Hacer un plano, o leerlo, es mirarse en un espejo, o mirar en los espejos del pasado donde se miraron antes otros arqueólogos. Un plano es una re-presentación, es una mirada técnicamente expresada en un lenguaje común a los lectores del plano. Sea un lenguaje mítico prehispánico, o científico en la tradición Occidental, parecería que costó mucho comprender que la representación no es una imagen mimética de la realidad por que sólo representa lo que estamos en capacidad de ver, y más aún, de representar en un papel. No hay dudas que los grandes paradigmas de la arqueología influyeron, y fueron influenciados, por la cartografía arqueológica; y a veces los planos no alcanzaron a decir todo lo que se quería decir y por eso en el pasado se exploraron diversas formas de representar los sitios arqueológicos. Esta es una historia de ese proceso a lo largo de quinientos años.

Teotihuacan siempre estuvo presente en el pensamiento regional de los pueblos de Mesoamérica; los reyes aztecas peregrinaron hacia allí, enterraron a sus muertos y sabemos también que hubo pobladores que desde la caída del sitio siguieron viviendo en sus alrededores e incluso entre las ruinas, manteniendo tradiciones, mezclándolas con otras nuevas y ayudando a que sobreviva en forma de mito lo que fue la historia de una ciudad central en la historia de América. Esas tradiciones llegaron a los oídos de quienes las escribieron después de la Conquista, como Ixtlixóchitl, Sahagún y Motolinia; Teotihuacan siguió siendo una ciudad donde se había creado un Fuego Nuevo y donde nacieron dioses, donde se creó una cultura. El lugar siempre estuvo registrado en el pensamiento regional como parte del territorio y así lo indica el Códice Xolotl que recuerda eventos ocurridos antes del siglo XIII si bien es posible que haya sido pintado en tiempos poscolombinos; pero su estructura se remonta al 1250 dC (Dibble 1980). En él pueden verse glifos que identifican a Teotihuacan en varias oportunidades, en forma de simples pirámides escalonadas.

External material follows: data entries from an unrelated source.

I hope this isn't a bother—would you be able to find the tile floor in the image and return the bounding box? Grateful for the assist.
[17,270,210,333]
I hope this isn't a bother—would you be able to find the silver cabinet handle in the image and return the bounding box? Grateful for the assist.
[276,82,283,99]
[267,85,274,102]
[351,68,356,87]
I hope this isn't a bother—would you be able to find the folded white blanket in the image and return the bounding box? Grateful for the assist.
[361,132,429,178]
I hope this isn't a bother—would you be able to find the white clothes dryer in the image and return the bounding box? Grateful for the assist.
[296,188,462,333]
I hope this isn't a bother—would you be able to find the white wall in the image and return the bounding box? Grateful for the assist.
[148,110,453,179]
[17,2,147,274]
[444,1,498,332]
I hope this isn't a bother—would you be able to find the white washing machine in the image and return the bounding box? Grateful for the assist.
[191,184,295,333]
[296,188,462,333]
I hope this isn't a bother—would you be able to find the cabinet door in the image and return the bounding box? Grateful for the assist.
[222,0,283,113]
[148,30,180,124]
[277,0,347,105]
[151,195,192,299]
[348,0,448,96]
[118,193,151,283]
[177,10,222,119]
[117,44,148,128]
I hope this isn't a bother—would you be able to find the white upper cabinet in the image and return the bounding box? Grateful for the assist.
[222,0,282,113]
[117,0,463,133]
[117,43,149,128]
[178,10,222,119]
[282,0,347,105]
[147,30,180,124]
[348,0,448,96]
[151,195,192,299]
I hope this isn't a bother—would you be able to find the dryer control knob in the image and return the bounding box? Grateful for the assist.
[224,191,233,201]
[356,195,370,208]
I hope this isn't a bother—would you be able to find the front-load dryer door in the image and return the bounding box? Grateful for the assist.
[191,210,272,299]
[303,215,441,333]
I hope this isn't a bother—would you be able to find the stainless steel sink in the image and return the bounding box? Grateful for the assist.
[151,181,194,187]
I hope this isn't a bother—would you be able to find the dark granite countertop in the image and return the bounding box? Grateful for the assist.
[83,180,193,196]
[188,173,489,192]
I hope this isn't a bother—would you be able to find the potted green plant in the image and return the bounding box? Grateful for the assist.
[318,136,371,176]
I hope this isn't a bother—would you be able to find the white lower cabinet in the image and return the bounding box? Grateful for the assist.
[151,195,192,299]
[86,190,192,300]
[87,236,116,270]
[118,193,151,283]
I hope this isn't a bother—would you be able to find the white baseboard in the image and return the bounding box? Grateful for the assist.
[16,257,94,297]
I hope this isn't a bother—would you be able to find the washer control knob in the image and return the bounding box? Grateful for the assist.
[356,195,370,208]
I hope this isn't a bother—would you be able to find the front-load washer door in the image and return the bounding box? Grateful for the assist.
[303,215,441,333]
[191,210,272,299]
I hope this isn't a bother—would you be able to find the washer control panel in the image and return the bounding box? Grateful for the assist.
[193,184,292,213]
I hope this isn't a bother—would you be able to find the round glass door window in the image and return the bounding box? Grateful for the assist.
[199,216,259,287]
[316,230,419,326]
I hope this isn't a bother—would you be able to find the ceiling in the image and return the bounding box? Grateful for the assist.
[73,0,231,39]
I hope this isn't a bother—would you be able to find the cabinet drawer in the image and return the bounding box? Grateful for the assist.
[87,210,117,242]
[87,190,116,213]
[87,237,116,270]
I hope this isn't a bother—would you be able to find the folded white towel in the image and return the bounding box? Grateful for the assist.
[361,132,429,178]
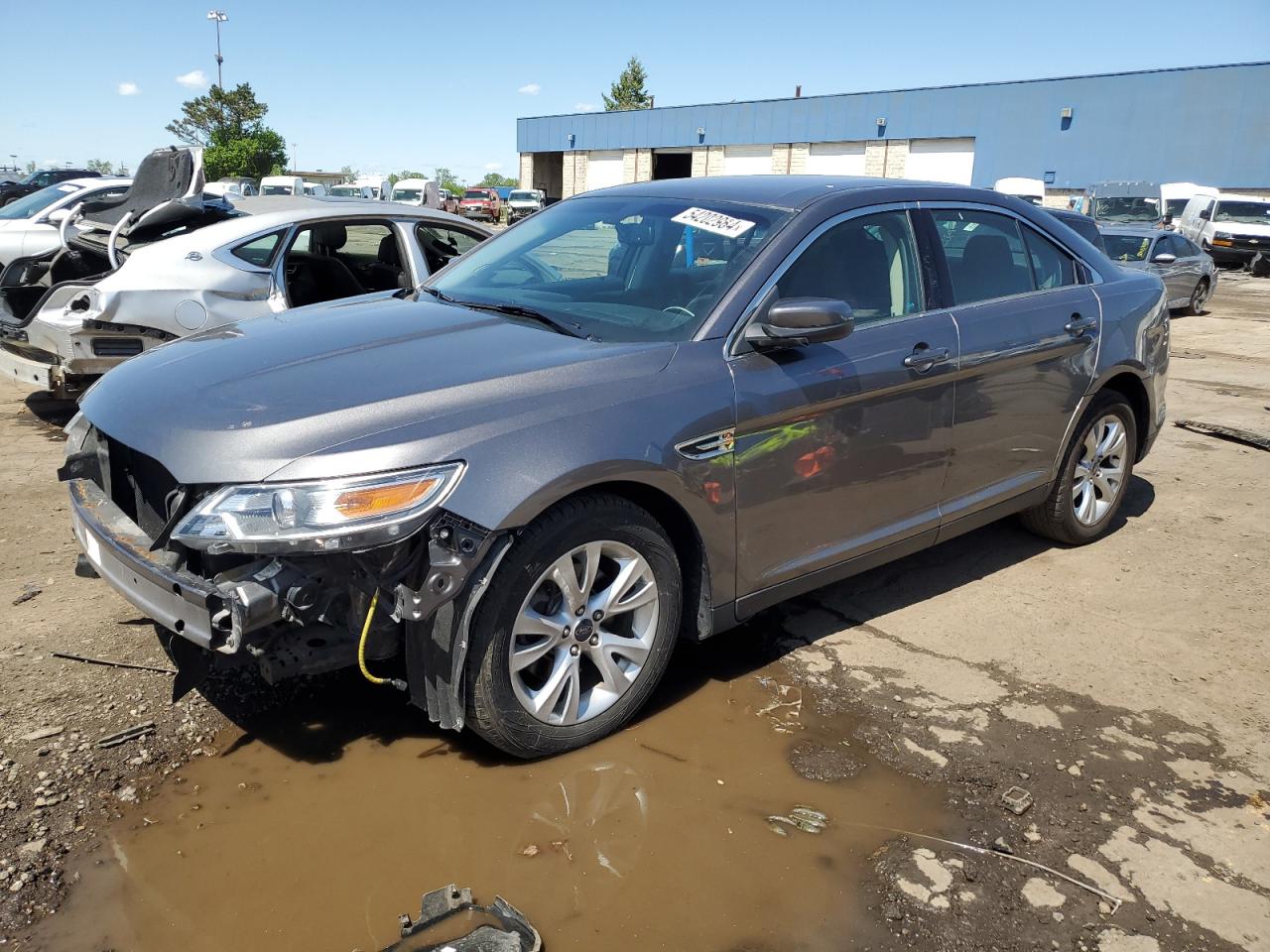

En el Códice de Huamantla la antigua ciudad se ve también como dos pirámides escalonadas con el jeroglífico del sol a su lado. En la lámina número uno de dicho códice puede verse la imagen más elocuente: un dibujo de dos pirámides de cuatro niveles orientadas de norte a sur que están ubicadas sobre lo que ha sido interpretado como una cueva que posiblemente sea la existente bajo la pirámide del Sol, o como un lago con un sapo en su interior alrededor del cual hay once triángulos desordenados que representan montículos o pirámides menores. En otras láminas la vieja ciudad fue identificada por un sol, en relación con la creación del Quinto Sol en el año 694 dC. En la lámina VI se ve nuevamente una pirámide con un sol en su parte superior. Teotihuacan existía y sus símbolos más claros eran las dos enormes pirámides y/o el sol allí creado, mostrando que lo físico y lo mítico tenía igual fuerza para la ubicación geográfica. La ciudad era mostrada en la cartografía de su tiempo por lo significaba, no sólo por su forma, fuese antes de la llegada de los españoles o después siguiendo con la tradicional cartográfica indígena.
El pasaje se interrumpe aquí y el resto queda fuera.